In the mean time we have to go through the motions and make sure that we filter out the bad guys. As long as the ideal rating system is not there, we might use ”bonus” and ”fee levels” as a proxy. Research has indicated that the best money managers are not the ones charging the highest fees. On the contrary, true specialists want to attract a large portfolio so that they can earn their excess return fee over a larger Assets Under Management base. Attracting a large portfolio is easier when fees are not too high. Lousy players pretending to be good know that the likelihood of earning that performance bonus is small. Therefore it is better to charge a high ex-ante fee.

And about performance bonuses in banks. Nothing wrong with it if the bonus is related to TRUE outperformance. But too often do we see that bonus structures in big financial institutions are not related to a definition of performance that is in the end in the best interest of their clientele.
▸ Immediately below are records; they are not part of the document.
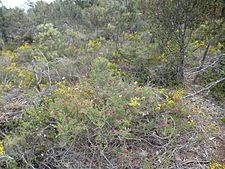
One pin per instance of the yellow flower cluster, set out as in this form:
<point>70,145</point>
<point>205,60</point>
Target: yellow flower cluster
<point>94,44</point>
<point>131,36</point>
<point>134,102</point>
<point>1,148</point>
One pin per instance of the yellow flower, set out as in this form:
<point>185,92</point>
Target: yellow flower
<point>1,148</point>
<point>134,102</point>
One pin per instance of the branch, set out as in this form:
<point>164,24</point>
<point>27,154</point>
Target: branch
<point>205,88</point>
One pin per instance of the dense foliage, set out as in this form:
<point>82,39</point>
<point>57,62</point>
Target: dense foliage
<point>102,84</point>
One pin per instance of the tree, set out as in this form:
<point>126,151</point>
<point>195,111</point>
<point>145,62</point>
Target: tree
<point>174,22</point>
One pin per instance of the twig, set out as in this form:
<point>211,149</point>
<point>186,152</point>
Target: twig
<point>205,88</point>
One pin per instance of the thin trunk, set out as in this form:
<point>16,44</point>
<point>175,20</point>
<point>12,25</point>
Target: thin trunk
<point>202,63</point>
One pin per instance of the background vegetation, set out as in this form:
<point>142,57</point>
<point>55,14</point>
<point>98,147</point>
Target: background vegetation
<point>112,84</point>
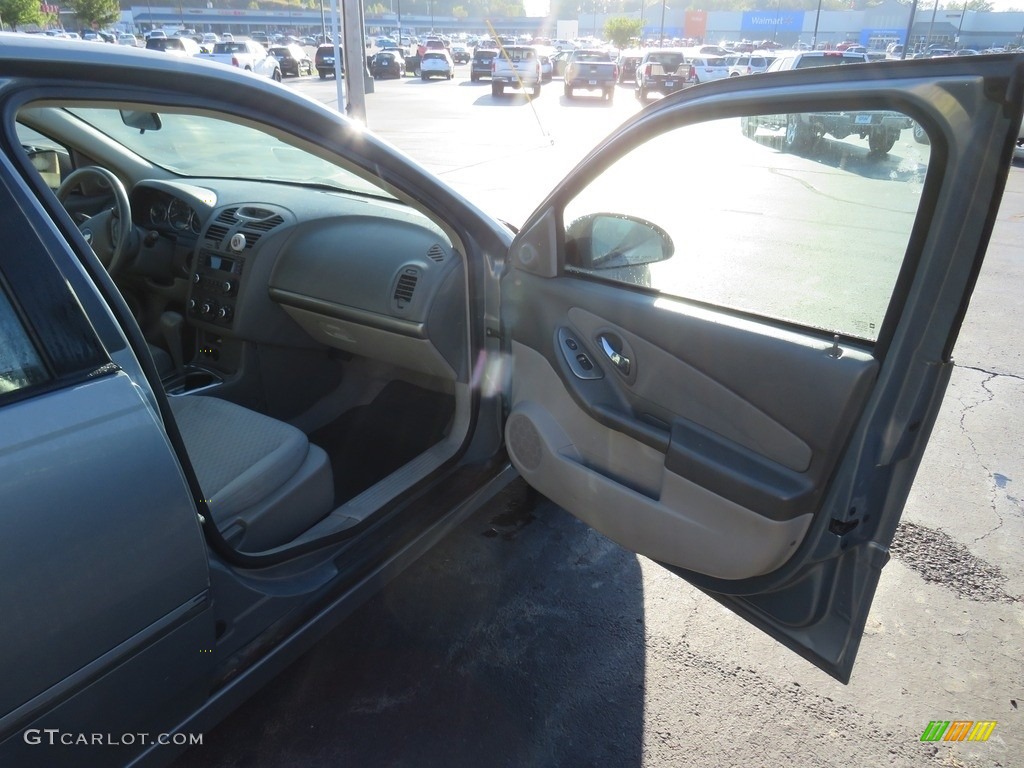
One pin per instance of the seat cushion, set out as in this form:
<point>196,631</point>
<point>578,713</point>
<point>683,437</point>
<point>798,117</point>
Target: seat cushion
<point>241,457</point>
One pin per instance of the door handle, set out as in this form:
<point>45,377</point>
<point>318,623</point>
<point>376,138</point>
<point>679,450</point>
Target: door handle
<point>617,359</point>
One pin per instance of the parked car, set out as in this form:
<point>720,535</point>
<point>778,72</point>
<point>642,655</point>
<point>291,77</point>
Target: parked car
<point>749,65</point>
<point>516,67</point>
<point>591,70</point>
<point>256,361</point>
<point>247,55</point>
<point>324,60</point>
<point>559,61</point>
<point>547,68</point>
<point>662,71</point>
<point>707,69</point>
<point>480,66</point>
<point>628,61</point>
<point>387,64</point>
<point>176,46</point>
<point>436,64</point>
<point>810,58</point>
<point>293,59</point>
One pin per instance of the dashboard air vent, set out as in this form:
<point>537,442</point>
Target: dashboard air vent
<point>266,224</point>
<point>216,232</point>
<point>404,287</point>
<point>227,216</point>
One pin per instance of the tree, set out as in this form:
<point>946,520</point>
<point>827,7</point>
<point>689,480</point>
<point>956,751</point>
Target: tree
<point>19,12</point>
<point>620,30</point>
<point>982,5</point>
<point>100,12</point>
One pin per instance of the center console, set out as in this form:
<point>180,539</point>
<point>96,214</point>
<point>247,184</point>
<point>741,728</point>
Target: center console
<point>215,285</point>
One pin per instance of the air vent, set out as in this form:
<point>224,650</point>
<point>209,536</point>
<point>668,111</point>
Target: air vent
<point>266,224</point>
<point>216,232</point>
<point>404,288</point>
<point>251,238</point>
<point>227,216</point>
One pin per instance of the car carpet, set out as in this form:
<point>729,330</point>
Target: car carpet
<point>368,442</point>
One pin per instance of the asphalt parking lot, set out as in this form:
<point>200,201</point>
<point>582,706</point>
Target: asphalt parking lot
<point>526,639</point>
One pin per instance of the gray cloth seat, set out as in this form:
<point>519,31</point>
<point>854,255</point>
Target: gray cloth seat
<point>264,481</point>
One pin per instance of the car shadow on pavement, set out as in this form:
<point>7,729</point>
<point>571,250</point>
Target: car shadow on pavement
<point>516,641</point>
<point>509,98</point>
<point>586,101</point>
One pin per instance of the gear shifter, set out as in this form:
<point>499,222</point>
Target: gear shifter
<point>171,326</point>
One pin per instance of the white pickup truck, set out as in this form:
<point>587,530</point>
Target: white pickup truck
<point>515,67</point>
<point>246,54</point>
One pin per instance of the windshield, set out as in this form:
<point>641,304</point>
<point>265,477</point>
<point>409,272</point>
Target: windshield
<point>201,145</point>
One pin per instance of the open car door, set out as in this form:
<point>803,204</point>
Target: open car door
<point>732,326</point>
Not even is it in many cases based on benchmark levels that are really difficult to beat. And in some cases there are no high watermarks assuring that lousy performance in the past will have to be compensated for in the future, before being entitled to a new bonus.

Obama was right to be angry to many bankers and to investigate what he could do. What we can do in the mean time is use eagerness to score bonuses or fees as a negative proxy with respect to future performance.

I hope that this chess-based reflection gives you some basic ideas concerning what you could look for if you do not have a full-fledge rating system.

Note:

Within the chess world there is a lot of discussions going on, indicating that even there people are not fully satisfied with the Elo rating system. However, it is far better than nothing, and far better than what we have in the financial world. There is still a long way to go. And it is good to see that there are a lot of intiatives going on that will help you to distinguish good from bad much better than you could in the past. I will be more than pleased to brainstorm about this more, if you desire.

In our next entries we will of course go from metaphor back to daily market movements and hands-on analysis of products and markets.